Mit Beschwerde in öffentlich-rechtlichen Angelegenheiten lässt A.________ beantragen, das Urteil des kantonalen Gerichts sei aufzuheben und die Suva sei anzuweisen, sämtliche UVG-Leistungen sowie die Unfalltaggelder über den 29. Mai 2024 hinaus bis am 31. Oktober 2024 weiter auszurichten, und es sei ihr eine Integritätsentschädigung in der Höhe von Fr. 14'820.- zu bezahlen; eventualiter sei die Sache zur neuen Entscheidung an die Vorinstanz zurückzuweisen. Ferner wird um Gewährung der unentgeltlichen Rechtspflege und Verbeiständung ersucht. Nach Beizug der Akten der Vorinstanz verzichtet das Bundesgericht auf einen Schriftenwechsel.
Erwägungen:
1.1. Die Beschwerde in öffentlich-rechtlichen Angelegenheiten kann wegen Rechtsverletzungen gemäss Art. 95 und 96 BGG erhoben werden. Das Bundesgericht wendet das Recht von Amtes wegen an (Art. 106 Abs. 1 BGG), doch prüft es, unter Berücksichtigung der allgemeinen Rüge- und Begründungspflicht (Art. 42 Abs. 1 und 2 BGG), grundsätzlich nur die geltend gemachten Vorbringen, sofern allfällige weitere rechtliche Mängel nicht geradezu offensichtlich sind (BGE 147 I 73 E. 2.1 mit Hinweisen).
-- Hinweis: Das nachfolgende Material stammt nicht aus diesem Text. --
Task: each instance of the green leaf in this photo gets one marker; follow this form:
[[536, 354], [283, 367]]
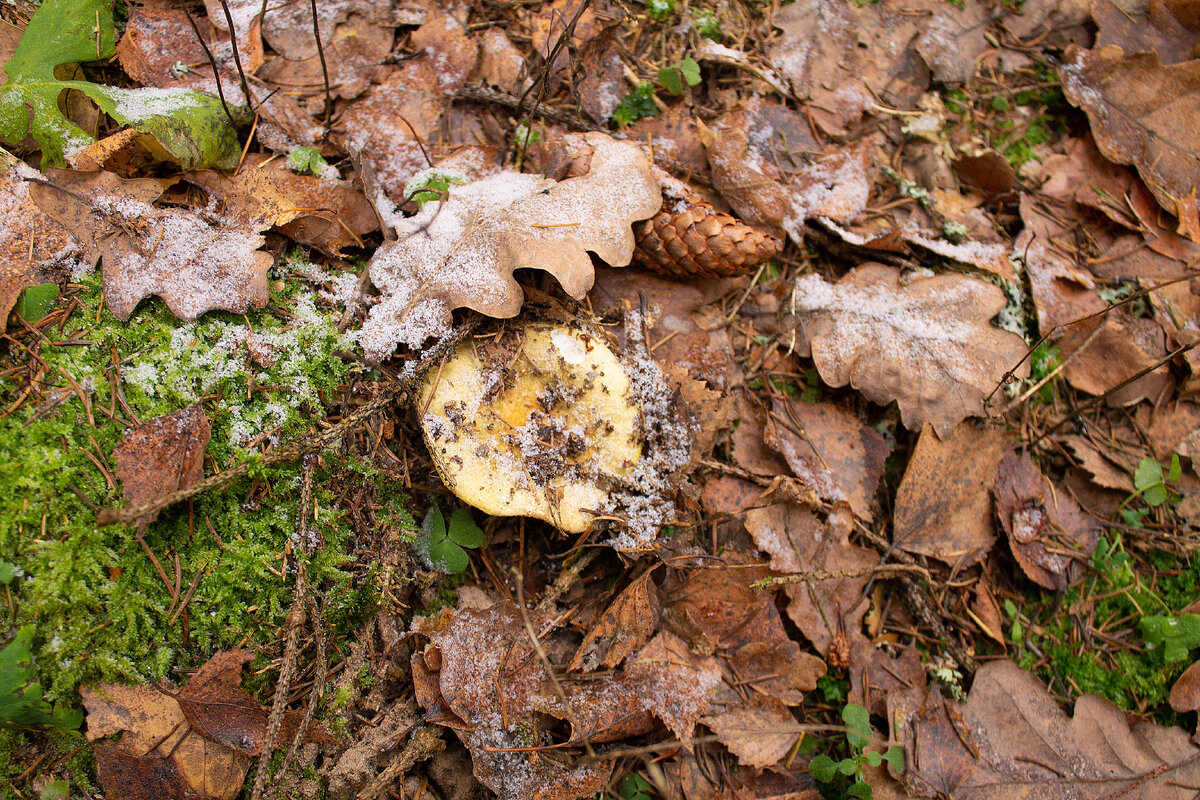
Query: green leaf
[[306, 161], [822, 768], [433, 528], [463, 529], [1175, 471], [859, 722], [1175, 635], [448, 557], [670, 78], [55, 791], [190, 125], [861, 789], [21, 695], [690, 71], [1155, 495], [1149, 473], [36, 301]]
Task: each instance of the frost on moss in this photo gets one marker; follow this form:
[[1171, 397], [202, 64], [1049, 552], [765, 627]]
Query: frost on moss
[[99, 607]]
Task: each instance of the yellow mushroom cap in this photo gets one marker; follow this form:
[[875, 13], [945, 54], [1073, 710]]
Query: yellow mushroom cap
[[540, 425]]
1.2. Im Beschwerdeverfahren um die Zusprechung oder Verweigerung von Geldleistungen der Militär- oder Unfallversicherung ist das Bundesgericht nicht an die vorinstanzliche Feststellung des rechtserheblichen Sachverhalts gebunden (Art. 97 Abs. 2 und Art. 105 Abs. 3 BGG).
Streitig und zu prüfen ist, ob die Vorinstanz Bundesrecht verletzte, indem sie in Bestätigung des Einspracheentscheids der Suva vom 22. Juli 2024 den Anspruch der Beschwerdeführerin auf Versicherungsleistungen über den 29. Mai 2024 hinaus mangels eines adäquaten Kausalzusammenhangs der noch bestehenden Beschwerden mit dem Unfallereignis vom 9. Oktober 2022 verneinte.
Die für die Beurteilung der Streitsache massgebenden Rechtsgrundlagen sind im angefochtenen Urteil zutreffend dargelegt. Darauf wird verwiesen (Art. 109 Abs. 3 BGG).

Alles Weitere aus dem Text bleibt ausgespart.